The effects of Hurricane Isabel in Maryland and Washington, D.C., were among the most damaging from a tropical cyclone in the Baltimore-Washington Metropolitan Area, United States. Hurricane Isabel formed from a tropical wave on September 6, 2003, in the tropical Atlantic Ocean. It moved northwestward, and within an environment of light wind shear and warm waters, it steadily strengthened to reach peak winds of 165 mph (265 km/h) on September 11. After fluctuating in intensity for four days, Isabel gradually weakened and made landfall on the Outer Banks of North Carolina with winds of 105 mph (165 km/h) on September 18. It quickly weakened over land and became extratropical over western Pennsylvania the next day.

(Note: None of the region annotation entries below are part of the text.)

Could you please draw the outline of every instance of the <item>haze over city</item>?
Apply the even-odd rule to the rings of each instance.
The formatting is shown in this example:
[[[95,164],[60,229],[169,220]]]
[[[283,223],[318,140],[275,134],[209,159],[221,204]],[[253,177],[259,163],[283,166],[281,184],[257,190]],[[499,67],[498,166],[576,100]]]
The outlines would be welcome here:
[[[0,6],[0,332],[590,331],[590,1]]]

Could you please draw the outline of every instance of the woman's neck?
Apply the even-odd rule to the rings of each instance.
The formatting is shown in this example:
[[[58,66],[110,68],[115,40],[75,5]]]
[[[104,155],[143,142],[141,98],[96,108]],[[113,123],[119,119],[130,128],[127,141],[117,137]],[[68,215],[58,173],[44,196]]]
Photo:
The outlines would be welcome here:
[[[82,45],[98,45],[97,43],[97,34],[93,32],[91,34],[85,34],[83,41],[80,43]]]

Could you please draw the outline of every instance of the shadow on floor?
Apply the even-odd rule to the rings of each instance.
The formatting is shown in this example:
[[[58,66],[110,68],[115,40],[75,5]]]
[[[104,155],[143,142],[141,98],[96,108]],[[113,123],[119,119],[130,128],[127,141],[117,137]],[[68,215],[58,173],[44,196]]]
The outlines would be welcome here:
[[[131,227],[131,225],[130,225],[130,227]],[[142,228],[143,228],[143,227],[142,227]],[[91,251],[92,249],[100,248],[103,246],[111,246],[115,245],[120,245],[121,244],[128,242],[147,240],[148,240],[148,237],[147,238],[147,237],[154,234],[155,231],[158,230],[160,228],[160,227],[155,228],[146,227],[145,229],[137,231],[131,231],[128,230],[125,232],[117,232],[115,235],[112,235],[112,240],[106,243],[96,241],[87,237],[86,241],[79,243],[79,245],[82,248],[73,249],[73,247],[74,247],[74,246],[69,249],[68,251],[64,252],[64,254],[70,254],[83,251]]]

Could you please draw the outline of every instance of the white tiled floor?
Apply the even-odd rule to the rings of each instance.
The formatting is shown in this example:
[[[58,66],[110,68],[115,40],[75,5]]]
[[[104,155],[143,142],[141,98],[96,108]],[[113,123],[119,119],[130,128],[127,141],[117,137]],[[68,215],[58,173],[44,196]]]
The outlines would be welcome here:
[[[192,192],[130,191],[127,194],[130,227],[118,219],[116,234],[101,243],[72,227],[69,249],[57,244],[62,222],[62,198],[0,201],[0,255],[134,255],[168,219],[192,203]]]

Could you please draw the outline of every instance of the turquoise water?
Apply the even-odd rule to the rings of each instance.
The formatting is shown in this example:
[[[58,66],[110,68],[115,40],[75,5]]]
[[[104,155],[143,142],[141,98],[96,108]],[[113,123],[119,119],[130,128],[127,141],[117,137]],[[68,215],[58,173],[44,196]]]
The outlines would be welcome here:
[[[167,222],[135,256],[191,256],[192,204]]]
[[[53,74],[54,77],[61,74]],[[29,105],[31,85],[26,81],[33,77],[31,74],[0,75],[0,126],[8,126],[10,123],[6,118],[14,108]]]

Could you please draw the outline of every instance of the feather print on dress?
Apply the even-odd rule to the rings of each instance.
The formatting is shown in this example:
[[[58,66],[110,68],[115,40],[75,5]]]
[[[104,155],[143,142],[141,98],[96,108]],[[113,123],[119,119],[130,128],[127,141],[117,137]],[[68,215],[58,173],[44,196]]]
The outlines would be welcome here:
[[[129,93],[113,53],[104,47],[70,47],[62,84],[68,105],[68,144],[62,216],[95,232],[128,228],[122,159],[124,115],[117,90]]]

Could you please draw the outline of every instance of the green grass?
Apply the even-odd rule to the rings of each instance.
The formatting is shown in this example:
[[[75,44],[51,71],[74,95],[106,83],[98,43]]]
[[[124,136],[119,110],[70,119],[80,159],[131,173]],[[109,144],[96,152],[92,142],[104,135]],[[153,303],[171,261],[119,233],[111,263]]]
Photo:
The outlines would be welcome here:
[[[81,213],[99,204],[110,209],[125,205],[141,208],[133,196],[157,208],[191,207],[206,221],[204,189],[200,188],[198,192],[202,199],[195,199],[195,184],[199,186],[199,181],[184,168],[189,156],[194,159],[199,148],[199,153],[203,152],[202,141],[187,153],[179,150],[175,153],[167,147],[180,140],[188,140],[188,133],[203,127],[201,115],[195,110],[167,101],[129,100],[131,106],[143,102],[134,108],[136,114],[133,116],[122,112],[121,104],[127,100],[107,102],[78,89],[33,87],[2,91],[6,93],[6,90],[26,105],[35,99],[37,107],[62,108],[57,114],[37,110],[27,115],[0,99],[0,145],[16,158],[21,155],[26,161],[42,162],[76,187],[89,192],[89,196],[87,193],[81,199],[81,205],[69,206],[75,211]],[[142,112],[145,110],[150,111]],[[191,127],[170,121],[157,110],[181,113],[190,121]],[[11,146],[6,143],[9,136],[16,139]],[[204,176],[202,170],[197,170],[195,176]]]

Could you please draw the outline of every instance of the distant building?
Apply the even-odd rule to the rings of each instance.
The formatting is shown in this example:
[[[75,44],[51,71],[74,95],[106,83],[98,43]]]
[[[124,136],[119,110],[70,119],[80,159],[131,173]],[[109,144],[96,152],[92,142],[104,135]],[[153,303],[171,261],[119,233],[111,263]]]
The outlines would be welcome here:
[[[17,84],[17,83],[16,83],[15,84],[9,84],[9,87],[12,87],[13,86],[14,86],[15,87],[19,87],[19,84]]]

On September 19, Tropical Storm Isabel passed through extreme western Maryland, though its large circulation produced tropical storm force winds throughout the state. About 1.24 million people lost power throughout the state. The worst of its effects came from its storm surge, which inundated areas along the coast and resulted in severe beach erosion. On the Eastern Shore, hundreds of buildings were damaged or destroyed, primarily in Queen Anne's County from tidal flooding. Thousands of houses were affected in Central Maryland, with severe storm surge flooding reported in Baltimore and Annapolis. Washington, D.C., sustained moderate damage, primarily from the winds. Throughout Maryland and Washington, damage totaled about $945 million (2003 USD, ($1.31 billion 2020 USD), with only one fatality due to flooding. (Full article...)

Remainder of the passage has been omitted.